Tuesday 11 June 2013

San Antonio demolishes the Miami Heat in Game 3, taking a 2-1 NBA Finals lead

In a long, close playoff series – and we still expect this to be a long, close playoff series – both teams get a blowout win. San Antonio’s 113-77 humiliation of the Miami Heat in Game 3 of the NBA Finals on Tuesday, though, blew past that expectation.

The Spurs were dominant from the start, in spite of what was a tie game with less than a minute to go in the first half. San Antonio roared out of the gate in its first home game in three weeks to establish fantastic spacing offensively while encouraging hesitation and perimeter jumpers from the Heat on the other end. Because of the defensive boards that resulted from the Heat misses, and San Antonio’s superb timing and re-discovered precision in its passing game, the Spurs’ role players were able to topple a Miami team built around three fabulous All-Stars.

That’s right – the Spurs were able to rack up the third-largest point differential in NBA Finals history on a night when Tim Duncan, Tony Parker, and Manu Ginobili combined to score just 25 points on 10-23 shooting. All because Danny Green and Gary Neal absolutely went off from behind the arc.

Green continued his lights-out Finals work from long range on his way to a 27-point evening on 9-15 shooting, hitting 7-9 from behind the arc and taking his Finals three-point percentage to a ridiculous 69 percent. Green has hit 16 treys in the final round thus far, and the Heat were just unable to counter the Spurs guard’s confident decision-making and expert placement.

Meanwhile, Gary Neal came off the bench to hit 6-10 three-pointers of his own, confounding a Heat defense that should know that Neal is a scorer first, second, and 92nd once he takes his warm-ups off. The sharpshooter finished with 24 points of his own, as Spurs coach Gregg Popovich (with continued big minutes handed to Matt Bonner and Cory Joseph off the bench) has clearly made outside shooting a priority against the sagging Heat. The 16 three-pointers San Antonio hit established an NBA Finals record.

On Miami’s offensive end of the court, the team looked confused, hesitant, and damningly reminiscent of the Miami Heat squad that struggled to adapt to the Dallas Maverick movement on defense in the 2011 NBA Finals.

Once again, the team attempted to work through Dwyane Wade and Chris Bosh at the beginning of the game, and while Wade was initially game (looking spry, hitting his first lay-in and later an impressive reverse shot in the first quarter), Bosh was aiming shots and clanging from the perimeter. Both received more and more good looks as the game went on, but finished with 11-25 shooting marks on their way toward a combined 28 points. A far cry from the dominant 29 points Wade contributed in a Game 3 win over the Mavericks two years ago.
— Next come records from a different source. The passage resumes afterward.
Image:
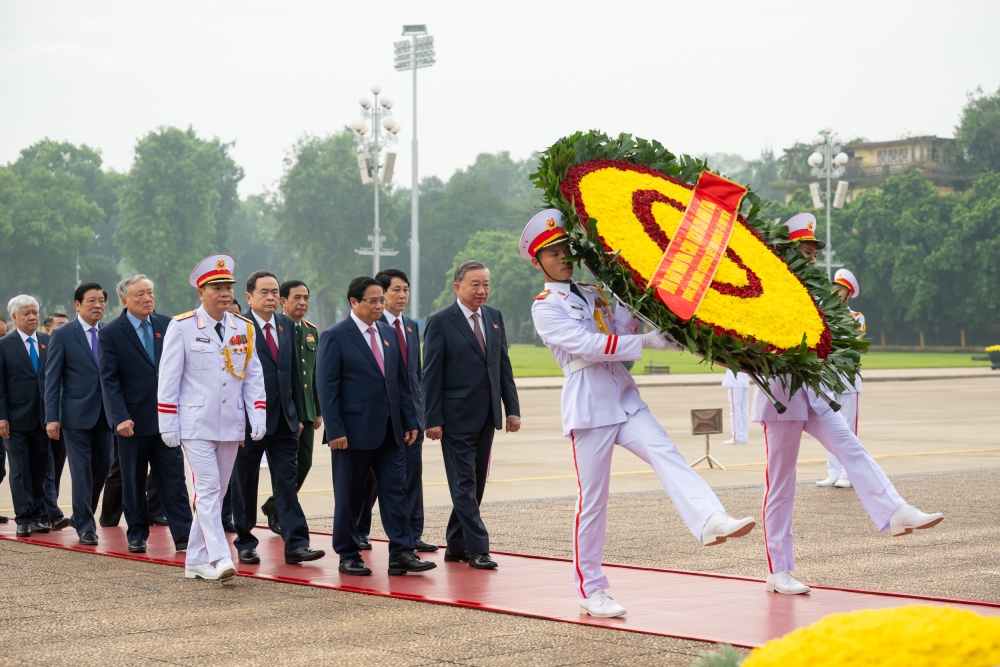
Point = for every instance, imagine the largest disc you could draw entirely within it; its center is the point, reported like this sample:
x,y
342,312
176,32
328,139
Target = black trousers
x,y
28,454
466,461
89,453
136,456
282,449
111,503
350,469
Worse, LeBron James failed to get it going on that end once again. He missed 11 of his first 13 shots and 14 of 21 overall as the Spurs baited him into a series of “ga’head, try it”-bombs from the perimeter, failing to get to the line all game while scoring just 15 points. He took poor shots, he missed poor shots, he let the game come to him in a way that wasn’t conducive to winning, and he didn’t even make it to the nationally televised podium press conference after Game 3.

This has to be a low point, for LeBron. If he doesn’t treat it as such, the Heat won’t get to play another game in Florida this season.

Clap for San Antonio three times before hissing at LeBron, though. James can play better, but the Spurs have put the NBA’s MVP in a position that leaves him unsure and hesitant. That’s a wonderful luxury, as James often looks like he doesn’t know which of his 42,000 killer offensive moves to go while attempting to topple the Spurs’ defense, but that’s long (as the Spurs, Celtics, Magic and Mavericks will tell you) been the way to beat James. He has a basketball brain as big as his basketball skills, and when he spends too much time deliberating, those two really, really big things tend to work against each other.

Of course, a few missed free throws and clanged open shots from 25-feet can change the course of things all over again in Game 4. The Heat can grab the home court advantage on Thursday in a close win that will have all of us forgetting the time that the Spurs toppled the defending champs by 36 points in Game 3. From there, the series would turn into a best of three, with Miami potentially working up two games at home as a result of a magnificent regular season that saw them win 27 games in row during one stretch.

Something has to straighten out, though. And with Wade ailing and Bosh unsure of his aim, the onus has to fall on LeBron James. He has to turn it around, all over again.